Tribunal judiciaire de Dijon, le 19 septembre 2025, n°25/00122

Le tribunal judiciaire, statuant le 19 septembre 2025, a examiné une demande en paiement formulée par un établissement de crédit contre un emprunteur défaillant. Après une assignation délivrée à personne, le débiteur n’a pas comparu à l’audience. Le juge a dû trancher la question de la nature du jugement rendu en l’absence du défendeur et le fond de la créance. La juridiction a rendu un jugement réputé contradictoire et a fait droit aux demandes principales de la banque, en condamnant l’emprunteur au paiement du capital restant dû et à des intérêts moratoires légaux.

La qualification de la décision en l’absence de comparution

Le régime applicable au jugement par défaut

Le juge applique le cadre légal défini par l’article 472 du code de procédure civile. Ce texte dispose que « Si le défendeur ne comparaît pas, il est néanmoins statué sur le fond. Le juge ne fait droit à la demande que dans la mesure où il l’estime régulière, recevable et bien fondée. » (Motifs). Cette règle permet de juger une affaire malgré l’absence d’une partie, en protégeant ses droits. Le tribunal vérifie ainsi scrupuleusement le bien-fondé de la demande, évitant un jugement automatique en faveur du présent.

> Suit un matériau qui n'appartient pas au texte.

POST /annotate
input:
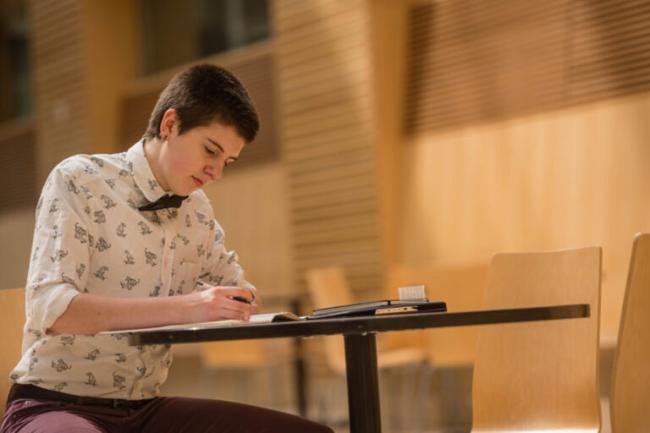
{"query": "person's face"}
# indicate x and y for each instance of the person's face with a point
(190, 161)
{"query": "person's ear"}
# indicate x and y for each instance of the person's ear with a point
(167, 123)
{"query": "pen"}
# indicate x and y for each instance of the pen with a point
(236, 298)
(241, 299)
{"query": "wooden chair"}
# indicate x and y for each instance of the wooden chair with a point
(540, 376)
(451, 351)
(631, 372)
(328, 287)
(12, 320)
(461, 286)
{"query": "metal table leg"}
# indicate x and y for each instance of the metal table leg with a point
(363, 384)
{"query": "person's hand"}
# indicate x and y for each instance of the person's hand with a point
(221, 303)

La caractérisation d’un jugement réputé contradictoire

La décision précise les conditions de notification ayant conduit à cette qualification. « Il est constant que Monsieur [T] a été convoqué à l’audience du 16 juin 2025 par assignation remise à étude, avec certitude de son domicile. » (Motifs). Cette notification à personne est l’élément décisif. La juridiction en déduit que « L’intérêt du litige étant supérieur à 5.000 euros, le jugement sera réputé contradictoire. » (Motifs). Cette solution est conforme à la jurisprudence constante sur l’application de l’article 473 du code de procédure civile. « Le jugement est réputé contradictoire lorsque la décision est susceptible d’appel ou lorsque la citation a été délivrée à la personne du défendeur » (Tribunal judiciaire de Paris, le 28 janvier 2026, n°22/02928). La portée est majeure, car elle prive le défendeur absent de la faculté de former opposition.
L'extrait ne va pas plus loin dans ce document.